RP:Both works include erasures and extracts, from texts real and imagined. To what extent can we trust official documents? To what extent can we trust our own memories? How does poetry fit in?

RM: We can't trust official documents. In the event of a nuclear attack, hide under a table. Don't go outside without a towel wrapped round your face. That's what the Government told people in the sixties and seventies and the lies today are every bit as nonsensical, but more sophisticated. I don't think we can altogether trust our memories either. Poems can capture moments like undoctored photographs - as evidence against fakery and unreliability - but they can also enact fakery and unreliability by (in effect) photoshopping the past. Good poems don't try to fit in. Good poems don't pander to expectations. They know the official versions of events and subvert them.
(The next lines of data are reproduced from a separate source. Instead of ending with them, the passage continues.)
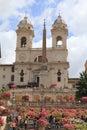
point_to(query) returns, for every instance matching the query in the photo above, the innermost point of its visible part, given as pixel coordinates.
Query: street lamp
(42, 94)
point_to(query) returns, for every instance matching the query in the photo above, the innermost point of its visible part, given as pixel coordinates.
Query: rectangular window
(12, 78)
(21, 79)
(58, 79)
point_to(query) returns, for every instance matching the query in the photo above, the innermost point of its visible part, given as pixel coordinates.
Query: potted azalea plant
(42, 121)
(25, 98)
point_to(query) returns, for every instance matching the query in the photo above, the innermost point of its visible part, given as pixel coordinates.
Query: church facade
(39, 66)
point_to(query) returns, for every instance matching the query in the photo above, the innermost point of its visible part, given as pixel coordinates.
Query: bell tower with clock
(25, 34)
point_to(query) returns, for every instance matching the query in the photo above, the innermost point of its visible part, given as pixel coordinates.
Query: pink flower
(13, 86)
(42, 122)
(2, 102)
(53, 85)
(1, 121)
(69, 126)
(6, 95)
(84, 99)
(31, 113)
(25, 97)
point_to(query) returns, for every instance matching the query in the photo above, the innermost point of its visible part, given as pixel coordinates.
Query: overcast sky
(73, 12)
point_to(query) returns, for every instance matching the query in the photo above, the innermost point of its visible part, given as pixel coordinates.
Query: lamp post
(42, 94)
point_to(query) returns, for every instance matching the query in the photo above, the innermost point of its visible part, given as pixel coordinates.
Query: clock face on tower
(22, 57)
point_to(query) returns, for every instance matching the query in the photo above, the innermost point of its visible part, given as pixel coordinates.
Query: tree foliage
(81, 86)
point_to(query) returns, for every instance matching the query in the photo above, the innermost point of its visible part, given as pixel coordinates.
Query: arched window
(23, 41)
(59, 76)
(59, 41)
(12, 77)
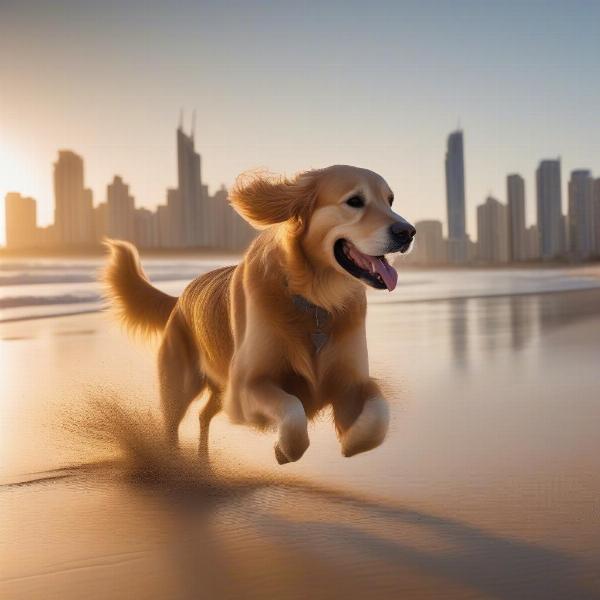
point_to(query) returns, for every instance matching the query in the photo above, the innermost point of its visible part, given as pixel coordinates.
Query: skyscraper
(430, 246)
(581, 235)
(597, 216)
(121, 210)
(455, 198)
(188, 221)
(73, 203)
(492, 231)
(549, 209)
(21, 221)
(515, 193)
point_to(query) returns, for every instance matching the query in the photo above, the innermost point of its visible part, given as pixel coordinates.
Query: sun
(12, 179)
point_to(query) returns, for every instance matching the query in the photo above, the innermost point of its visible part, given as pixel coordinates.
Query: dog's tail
(139, 305)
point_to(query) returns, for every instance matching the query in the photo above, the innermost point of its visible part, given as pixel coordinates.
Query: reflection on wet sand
(217, 533)
(487, 485)
(488, 324)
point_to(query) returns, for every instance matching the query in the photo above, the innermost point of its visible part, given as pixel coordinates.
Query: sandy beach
(488, 485)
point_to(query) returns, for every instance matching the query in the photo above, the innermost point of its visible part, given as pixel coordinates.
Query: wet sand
(488, 485)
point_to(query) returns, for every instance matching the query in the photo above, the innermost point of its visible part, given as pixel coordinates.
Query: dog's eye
(355, 202)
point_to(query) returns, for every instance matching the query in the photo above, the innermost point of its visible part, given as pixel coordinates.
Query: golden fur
(236, 333)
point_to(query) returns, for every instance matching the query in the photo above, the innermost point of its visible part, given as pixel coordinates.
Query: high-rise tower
(515, 192)
(455, 198)
(549, 209)
(73, 203)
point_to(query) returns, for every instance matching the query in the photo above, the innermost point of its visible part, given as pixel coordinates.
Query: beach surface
(488, 485)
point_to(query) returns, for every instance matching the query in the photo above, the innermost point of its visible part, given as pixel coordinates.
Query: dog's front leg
(269, 402)
(361, 417)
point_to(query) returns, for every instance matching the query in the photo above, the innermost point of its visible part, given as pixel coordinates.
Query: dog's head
(343, 215)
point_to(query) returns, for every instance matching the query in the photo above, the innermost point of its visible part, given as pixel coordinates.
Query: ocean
(45, 287)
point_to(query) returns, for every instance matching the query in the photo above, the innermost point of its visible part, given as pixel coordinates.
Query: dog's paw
(369, 429)
(281, 458)
(293, 438)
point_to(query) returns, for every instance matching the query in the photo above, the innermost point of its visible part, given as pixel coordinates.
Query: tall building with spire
(188, 220)
(455, 198)
(73, 203)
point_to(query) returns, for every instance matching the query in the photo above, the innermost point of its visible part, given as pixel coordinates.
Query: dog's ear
(263, 200)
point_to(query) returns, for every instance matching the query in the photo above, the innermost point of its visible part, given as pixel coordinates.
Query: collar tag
(320, 315)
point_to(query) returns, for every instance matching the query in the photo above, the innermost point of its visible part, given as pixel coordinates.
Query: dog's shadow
(225, 520)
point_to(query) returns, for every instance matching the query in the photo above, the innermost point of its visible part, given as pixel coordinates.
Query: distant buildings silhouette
(502, 234)
(193, 218)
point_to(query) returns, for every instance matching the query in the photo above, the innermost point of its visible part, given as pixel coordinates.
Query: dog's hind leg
(209, 410)
(361, 417)
(179, 373)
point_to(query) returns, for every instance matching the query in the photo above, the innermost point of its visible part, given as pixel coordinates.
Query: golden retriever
(280, 336)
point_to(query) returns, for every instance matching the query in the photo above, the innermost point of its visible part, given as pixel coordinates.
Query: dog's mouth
(373, 270)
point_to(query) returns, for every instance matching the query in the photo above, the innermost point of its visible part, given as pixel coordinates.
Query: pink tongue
(387, 272)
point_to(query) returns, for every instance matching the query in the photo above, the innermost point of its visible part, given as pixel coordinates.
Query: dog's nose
(402, 231)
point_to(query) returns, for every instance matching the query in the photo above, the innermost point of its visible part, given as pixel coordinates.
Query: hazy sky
(293, 85)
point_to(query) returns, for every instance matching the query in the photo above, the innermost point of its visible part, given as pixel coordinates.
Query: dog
(281, 336)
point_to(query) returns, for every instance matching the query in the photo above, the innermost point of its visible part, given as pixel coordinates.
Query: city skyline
(189, 218)
(192, 218)
(102, 81)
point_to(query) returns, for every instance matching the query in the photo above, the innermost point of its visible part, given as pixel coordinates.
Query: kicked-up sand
(488, 485)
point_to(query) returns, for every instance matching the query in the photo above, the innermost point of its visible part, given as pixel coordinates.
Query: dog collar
(320, 315)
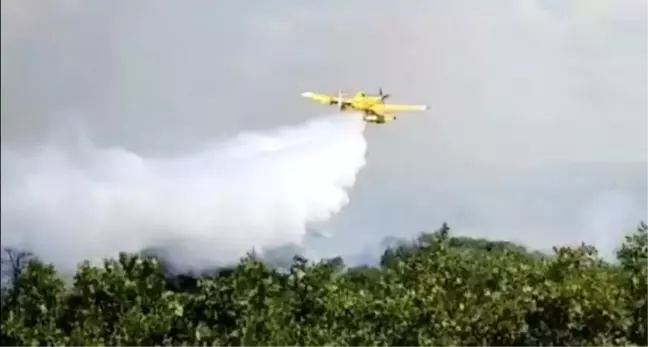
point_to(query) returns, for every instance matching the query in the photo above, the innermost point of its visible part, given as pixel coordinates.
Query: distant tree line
(441, 290)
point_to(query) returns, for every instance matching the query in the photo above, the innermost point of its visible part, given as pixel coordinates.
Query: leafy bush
(439, 291)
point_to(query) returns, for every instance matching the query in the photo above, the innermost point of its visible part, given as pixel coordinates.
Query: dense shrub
(439, 291)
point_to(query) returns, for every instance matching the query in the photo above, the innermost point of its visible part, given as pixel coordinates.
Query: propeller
(382, 96)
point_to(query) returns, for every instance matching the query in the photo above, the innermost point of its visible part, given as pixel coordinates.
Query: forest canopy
(442, 290)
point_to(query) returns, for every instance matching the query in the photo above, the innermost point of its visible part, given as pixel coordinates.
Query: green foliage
(440, 291)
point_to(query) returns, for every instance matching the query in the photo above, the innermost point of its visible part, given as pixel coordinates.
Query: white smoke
(254, 191)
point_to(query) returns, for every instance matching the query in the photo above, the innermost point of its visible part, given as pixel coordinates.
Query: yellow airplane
(373, 106)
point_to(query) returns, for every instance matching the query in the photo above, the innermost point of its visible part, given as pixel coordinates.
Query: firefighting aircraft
(373, 106)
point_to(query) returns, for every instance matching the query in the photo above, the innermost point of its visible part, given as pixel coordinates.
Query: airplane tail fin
(382, 96)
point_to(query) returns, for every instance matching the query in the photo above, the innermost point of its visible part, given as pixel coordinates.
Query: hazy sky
(527, 98)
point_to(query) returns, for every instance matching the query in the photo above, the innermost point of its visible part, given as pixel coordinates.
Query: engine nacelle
(372, 118)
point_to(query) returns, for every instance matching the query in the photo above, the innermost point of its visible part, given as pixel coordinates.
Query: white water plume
(254, 191)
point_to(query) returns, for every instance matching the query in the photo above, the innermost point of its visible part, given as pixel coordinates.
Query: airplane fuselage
(372, 107)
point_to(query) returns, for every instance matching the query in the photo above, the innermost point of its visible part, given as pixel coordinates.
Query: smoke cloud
(208, 208)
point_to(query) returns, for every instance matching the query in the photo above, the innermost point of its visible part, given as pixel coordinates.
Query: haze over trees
(441, 290)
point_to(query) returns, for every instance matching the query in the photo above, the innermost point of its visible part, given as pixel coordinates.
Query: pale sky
(527, 98)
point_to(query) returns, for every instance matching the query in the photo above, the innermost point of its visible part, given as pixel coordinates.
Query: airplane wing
(390, 108)
(322, 98)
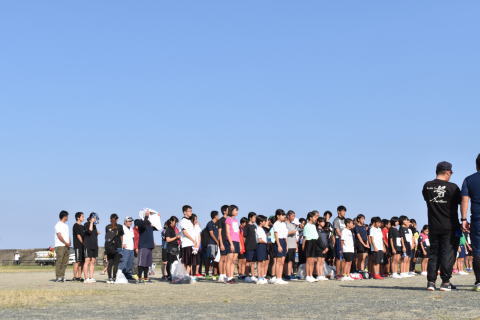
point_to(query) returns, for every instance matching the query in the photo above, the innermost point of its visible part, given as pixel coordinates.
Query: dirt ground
(33, 295)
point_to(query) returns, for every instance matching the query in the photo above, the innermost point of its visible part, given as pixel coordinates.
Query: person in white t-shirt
(348, 249)
(62, 246)
(376, 246)
(126, 263)
(280, 232)
(187, 240)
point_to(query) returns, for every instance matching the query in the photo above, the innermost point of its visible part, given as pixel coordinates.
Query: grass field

AP: My day job involves creating an official document -- the official transcript proceedings of the Scottish Parliament -- so I probably have to be careful what I say here!

Memory is a notoriously fallible faculty. I often wonder whether, now that we have externalised so much of it, that is more so the case than ever. On the other hand, writing things down -- or recording them in another form -- can lend them permanence, power and weight. Or, at least, it can seem too.

Forgetting is an oft overlooked aspect of the creative process. The decay or partial covering of a memory can give you enough to work on as an artist while allowing you the space to invent. After all, Proust wouldn't have started his magnum opus had everything been sharp and clear in his memory.

Much of politics is concerned with presenting a narrative and trying to convince others of its validity. Official documents are, inevitably, part of that. Memoirs, and even diaries, are engaged in a similar project on a more personal scale. To that extent, they too can be seen as official documents of the individual. Poems, on the other hand, seem to be more about exploring than fixing; more about entering into a conversation than trying to convince someone of something. At least, that's my experience of writing and reading them.

RP:Well, gentlemen, this has certainly been a very rich and interesting conversation from my perspective. Thanks very much.